On the Strength of “Weakness”

While there is much in Michael J. Gerhardt’s new book, “The Forgotten Presidents: Their Untold Constitutional Legacy,” with which this author disagrees, he ably shows that Coolidge was anything but a pushover or “weak” president. Devoting chapter twelve of his book to the thirtieth president, Gerhardt demonstrates that Coolidge had unique strength when it came to his constitutional role and the exercise of presidential powers. Coolidge, perhaps more than any of his immediate contemporaries in the office, understood both the limits and the authority vested in the Presidency. His display of leadership was unprecedented in a number of ways.
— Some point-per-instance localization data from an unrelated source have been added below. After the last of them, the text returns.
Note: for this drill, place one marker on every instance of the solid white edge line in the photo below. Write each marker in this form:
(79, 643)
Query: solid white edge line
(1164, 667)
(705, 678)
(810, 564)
As the previous administration’s scandals went public, it was Coolidge who took the incredible step of ensuring honorable and qualified investigators (not party hacks) took the helm after which he never intervened in the process to determine the facts. The investigation was allowed to find the guilty and acquit suspicion of the innocent. As a result of both their thorough competence and Coolidge setting a tone of full cooperation from the beginning, public trust in the law was preserved.
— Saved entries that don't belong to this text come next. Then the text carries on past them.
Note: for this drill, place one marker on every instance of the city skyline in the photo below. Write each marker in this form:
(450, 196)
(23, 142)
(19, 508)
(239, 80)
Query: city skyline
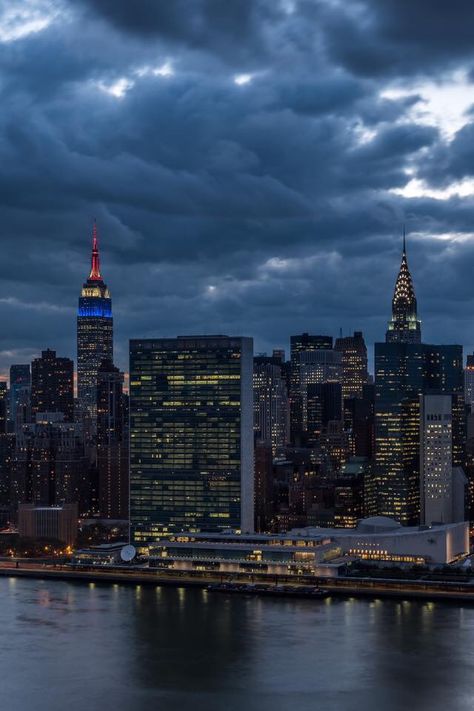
(402, 280)
(306, 149)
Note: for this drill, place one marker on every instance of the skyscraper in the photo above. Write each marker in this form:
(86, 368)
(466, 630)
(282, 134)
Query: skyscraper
(20, 395)
(52, 385)
(94, 333)
(304, 343)
(271, 403)
(354, 364)
(191, 435)
(469, 382)
(112, 443)
(404, 326)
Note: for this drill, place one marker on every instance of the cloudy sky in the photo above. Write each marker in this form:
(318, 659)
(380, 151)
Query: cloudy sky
(250, 164)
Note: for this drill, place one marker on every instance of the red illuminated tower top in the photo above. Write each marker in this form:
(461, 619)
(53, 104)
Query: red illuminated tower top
(95, 261)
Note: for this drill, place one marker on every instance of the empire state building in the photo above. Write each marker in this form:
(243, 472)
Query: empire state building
(94, 333)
In the use of the pardon and the veto, Coolidge distinguishes himself as anything but a timid President. Of his twenty-nine predecessors, and his immediate successor, he ranks second only to Wilson in the number of pardons granted during his time. Of his 1,545, his most noteworthy were made at the beginning of his administration, on behalf of several who had been imprisoned for their public criticism of Wilson’s involvement in the War. Even more extraordinary was the fact that he issued these pardons not only over his Attorney General’s opposition but also before request for release had been made. His fifty vetoes stand also set Coolidge apart from his contemporaries. Only Teddy Roosevelt would issue more of them in the first thirty years of the twentieth century. Not until Teddy’s cousin would the record be broken. Standing in the company of Roosevelts, Coolidge can hardly be classified a passive President. Like Grover Cleveland before him, Coolidge would use the “pocket veto” with great effect as well. By allowing a bill to die after ten days unsigned during Congressional recess, Coolidge would leave a lasting impact on the potency of the veto. His firm dissent from McNary-Haugen — twice — ensured that the President’s role in preventing bad legislation remains intact.
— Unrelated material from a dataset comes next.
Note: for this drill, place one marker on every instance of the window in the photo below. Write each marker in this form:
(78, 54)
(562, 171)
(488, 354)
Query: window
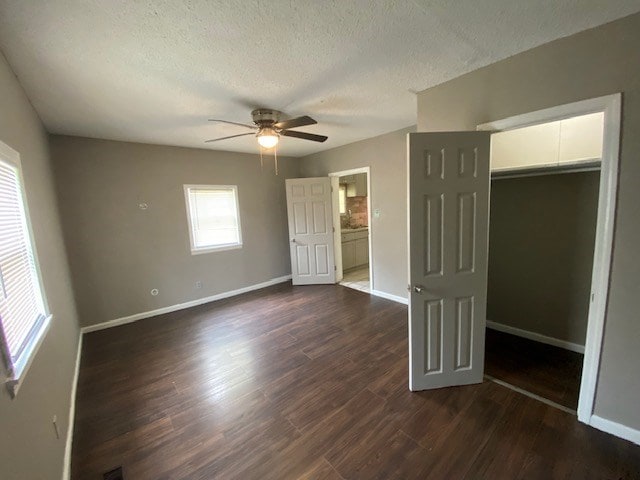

Coolidge’s political courage is even lesser known but just as dominant in his protection of the constitutional power to appoint officers of the Executive Branch. The earliest tussles with Congress demonstrated Coolidge could retain his nerves, remain unmoved by “mob” demands for this or that resignation and eventually prevail despite intense political heat. His resolve was not merely stubbornness but rather an abiding sense of duty and integrity. He would not join the crowd in a political lynching, however badly they wanted it. He was fair even to those who proved unfit for responsibility. He would not give in to appearances nor would he condone wrongdoing. As pointed out by others, it actually takes more strength to refrain from acting until the right moment — especially in the heat of the moment — than it is to be seen doing something now to appease onlookers with appearances. It was Coolidge who exemplified the strength of character required for decisive action only when the fullness of time warranted it. Not before. His strength, considered “weakness” by many even today, is a necessary component of wise leadership. To discount this quality is to misunderstand and fail to appreciate what makes good leaders.